Aktualizacja, 2/22/2019:
W środowym wydaniu dziennika New York Post, na pierwszej stronie, zdjęcie nietrzeźwej pokojówki na tle mieszkania wyglądającego jak po przejściu burzy. To zdjęcie, wraz z kilkunastoma innymi, na swoim profilu na Facebook opublikowała Geevee Snow, mieszkanka Williamsburga, oburzona zachowaniem osób, które wynajęła do posprzątania mieszkania.
Amerykanka twierdzi, że ukazana na zdjęciu pokojówka, zniszczyła jej mieszkanie oraz wypiła alkohol: jedną butelkę Broker’s Gin i większą część butelki wódki Kettle. Policja stwierdziła, że sprawa może być co najwyżej odesłana do sądu cywilnego. Amerykanka twierdzi, że poniesione przez nią straty oszacować można na $400 i żąda od właściciela serwisu zwrotu.
I tutaj zaczynają się problemy. Według Amerykanki, jak podaje NY Post, wynajęła ona pomoc domową od Joanny Oltuszewskiej z Joanna Cleaning Service na Brooklynie. Snow twierdzi również, że to ich serwisu używa sporadycznie od roku 2013. Dwie pokojówki miały posprzątać jej mieszkanie w cztery godziny, a Snow sama wpuściła je do domu przed wyjściem do pracy. Za usługę zostawiła do zapłaty gotówkę ($180 plus $60 napiwku). Kiedy współlokatorka Snow wróciła do domu tego samego dnia po południu, to właśnie ona zastała dantejską scenę i zadzwoniła na policję. Kiedy koleżanka Snow wraz z policją wrócili do mieszkania, pokojówka siedzieć miała na kanapie i … jeść lody.
Jak podaje dalej NY Post, policja potwierdza, że po przyjściu do mieszkania, oficerowie zastali nietrzeźwą kobietę i odesłali ją do szpitala Woodhull. Odpowiadając na emaile klientki, Oltuszewska, jak podaje gazeta, tłumaczyła zajście, trudną sytuacją rodzinną pokojówki – po 19 latach małżeństwa miał ją zostawić mąż, a tego samego dnia miała się dowiedzieć, że jej nastoletnia córka jest w ciąży.
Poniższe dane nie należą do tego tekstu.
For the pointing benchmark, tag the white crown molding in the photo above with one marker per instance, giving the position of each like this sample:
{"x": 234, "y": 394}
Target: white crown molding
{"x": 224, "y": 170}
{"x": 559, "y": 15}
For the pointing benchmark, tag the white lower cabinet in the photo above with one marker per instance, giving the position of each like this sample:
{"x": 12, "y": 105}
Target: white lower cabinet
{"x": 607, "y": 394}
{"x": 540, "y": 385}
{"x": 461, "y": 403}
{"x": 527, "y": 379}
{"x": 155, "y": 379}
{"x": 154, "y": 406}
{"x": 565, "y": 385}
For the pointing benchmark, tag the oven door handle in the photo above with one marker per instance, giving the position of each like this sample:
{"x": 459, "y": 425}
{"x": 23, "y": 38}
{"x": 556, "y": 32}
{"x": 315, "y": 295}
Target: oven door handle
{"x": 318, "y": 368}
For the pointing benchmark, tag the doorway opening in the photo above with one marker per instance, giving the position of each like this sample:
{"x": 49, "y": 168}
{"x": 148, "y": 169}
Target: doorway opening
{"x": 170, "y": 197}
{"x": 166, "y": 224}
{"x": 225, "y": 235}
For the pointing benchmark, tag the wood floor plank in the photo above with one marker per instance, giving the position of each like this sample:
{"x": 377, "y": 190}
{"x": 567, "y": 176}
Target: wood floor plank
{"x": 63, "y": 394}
Kiedy Oltuszewska przestała odpowiadać na emaile klientki, Snow na stronie YELP, wyraziła swoją opinię o biznesie Joanna Cleaning Service. To wówczas, skontaktowała się z nią inna kobieta o imieniu Joanna, tym razem Joanna Sokolowska, twierdząc, jak podaje NY Post, że zaszła pomyłka – jej biznes nie sprzątał mieszkania Snow od 2017 roku. Sokolowska twierdzić ma również, że klientka została wykorzystana przez Oltuszewska, jej byłą pracownicę, która została zwolniona w 2013 roku i założyła swoją firmę Joanna’s Cleaning. Wypowiadając się dla gazety The Post, Sokolowska powiedziała, że nie ma nic do ukrycia.
Sama poszkodowana, przyznała w rozmowie z gazetą, że jest to możliwe, że jej dane zostały skradzione przez byłego pracownika serwisu, który ją wykorzystał. Jak powiedziała gazecie Amerykanka, chce tylko wiedzieć do kogo wysłać rachunek, lub pozew sądowy. Jak podaje NY Post, żadna z Joann, nie odpowiedziała jeszcze na ich emaile i telefony. Ciąg dalszy historii z pewnością nastąpi…
Czy według Was historia ta zasługuje na pierwszą stronę jednego z największych nowojorskich dzienników?